Die teilnehmenden Projekte sind:

Albrecht-Haushofer-Oberschule
Unterwegs mit Israel Löwenstein
Für dieses Projekt traf sich eine 9. Klasse der Albrecht-Haushofer-Oberschule mit dem Auschwitzüberlebenden Israel Löwenstein. Er zeigte ihnen die Orte seiner Kindheit in Berlin und gemeinsam fuhren Teilnehmer und Herr Löwenstein nach Auschwitz. Dieses Projekt wird mit einem Film und einer Ausstellung dokumentiert.


Ajna Sokolaj
Kreidezeichnung
Ajna Sokolaj setzte sich künstlerisch mit den Ursprüngen des Antisemitismus in der Weimarer Republik auseinander und stellte die Diskriminierungen und Gewalt gegenüber Juden unter den Nationalsozialisten in einer Kreidezeichnung dar.


Bertha-von-Suttner-Oberschule
Plakate und Flyer gegen Rechts
Um sich aktiv gegen Rechts zu engagieren entwarf eine 10. Klasse Flyer und Plakate die sie in der Stadt verteilen möchten. Verbunden damit ist eine Unterschriftensammlung gegen Rechts.

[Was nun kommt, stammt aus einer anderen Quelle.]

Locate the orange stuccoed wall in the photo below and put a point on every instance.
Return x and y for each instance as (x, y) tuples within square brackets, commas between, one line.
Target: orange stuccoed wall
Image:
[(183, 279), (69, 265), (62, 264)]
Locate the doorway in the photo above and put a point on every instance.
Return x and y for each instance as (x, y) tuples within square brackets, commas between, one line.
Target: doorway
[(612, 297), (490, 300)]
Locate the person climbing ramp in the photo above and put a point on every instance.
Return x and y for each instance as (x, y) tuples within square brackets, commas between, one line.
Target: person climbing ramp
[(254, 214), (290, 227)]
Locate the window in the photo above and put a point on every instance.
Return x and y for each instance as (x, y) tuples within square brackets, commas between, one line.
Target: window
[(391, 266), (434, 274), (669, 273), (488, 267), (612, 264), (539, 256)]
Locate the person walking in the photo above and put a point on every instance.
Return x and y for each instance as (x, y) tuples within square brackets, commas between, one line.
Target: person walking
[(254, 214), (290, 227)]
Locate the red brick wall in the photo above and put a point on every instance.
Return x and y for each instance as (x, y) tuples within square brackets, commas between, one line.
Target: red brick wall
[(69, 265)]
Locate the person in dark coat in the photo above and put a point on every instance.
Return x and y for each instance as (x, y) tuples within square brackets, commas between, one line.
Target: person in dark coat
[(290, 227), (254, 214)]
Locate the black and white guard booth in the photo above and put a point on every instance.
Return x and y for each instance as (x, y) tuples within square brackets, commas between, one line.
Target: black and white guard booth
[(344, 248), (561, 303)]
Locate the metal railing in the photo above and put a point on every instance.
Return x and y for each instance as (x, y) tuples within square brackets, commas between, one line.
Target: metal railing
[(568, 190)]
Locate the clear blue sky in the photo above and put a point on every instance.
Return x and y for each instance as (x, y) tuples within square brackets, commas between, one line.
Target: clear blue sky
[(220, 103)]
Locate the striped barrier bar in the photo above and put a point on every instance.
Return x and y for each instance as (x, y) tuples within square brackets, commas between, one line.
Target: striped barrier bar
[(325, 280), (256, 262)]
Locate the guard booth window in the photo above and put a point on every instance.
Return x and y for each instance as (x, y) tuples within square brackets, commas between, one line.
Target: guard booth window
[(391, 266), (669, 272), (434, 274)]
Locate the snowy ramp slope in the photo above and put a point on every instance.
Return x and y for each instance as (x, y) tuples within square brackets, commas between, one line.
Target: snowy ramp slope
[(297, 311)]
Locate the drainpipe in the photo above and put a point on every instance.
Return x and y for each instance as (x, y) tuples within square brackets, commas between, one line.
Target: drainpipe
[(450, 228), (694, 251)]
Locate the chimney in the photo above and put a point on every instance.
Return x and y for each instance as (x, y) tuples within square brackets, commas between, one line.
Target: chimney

Bertha-von-Suttner-Oberschule
Verfolgung und Vernichtung der Juden im Nationalsozialismus
Sebastian Schaube, Lukas Zöllner und Tobias Meier stellen eine Power Point Präsentation mit Bildmaterial und Texten zusammen. Im Mittelpunkt steht der Boykott jüdischer Geschäfte, die Nürnberger Gesetze und die Reichspogromnacht sowie die Wannsee-Konferenz.


Blindes Vertrauen
Jugendliche interviewen Zeitzeugen für Jugendliche
Nach einem langen Gespräch mit Steve Adler, der durch einen Kindertransport nach London gerettet werden konnte, entstanden einzelne Theaterszenen zu seinem Leben. Diese Szenen haben die Jugendlichen selbst erarbeitet und einstudiert.


Bühring-Oberschule
Führungen zu Stätten der NS-Zeit
Eine Gruppe von sechs Schülerinnen und Schülern konziperten eine jugendgerechte Stadtrundfahrt zu Orten, die an den Nationalsozialismus erinnern. Die Tour führt zu Stätten des Widerstandes aber auch zu nationalsozialistischer Architektur, die bis heute im Stadtbild zu finden sind.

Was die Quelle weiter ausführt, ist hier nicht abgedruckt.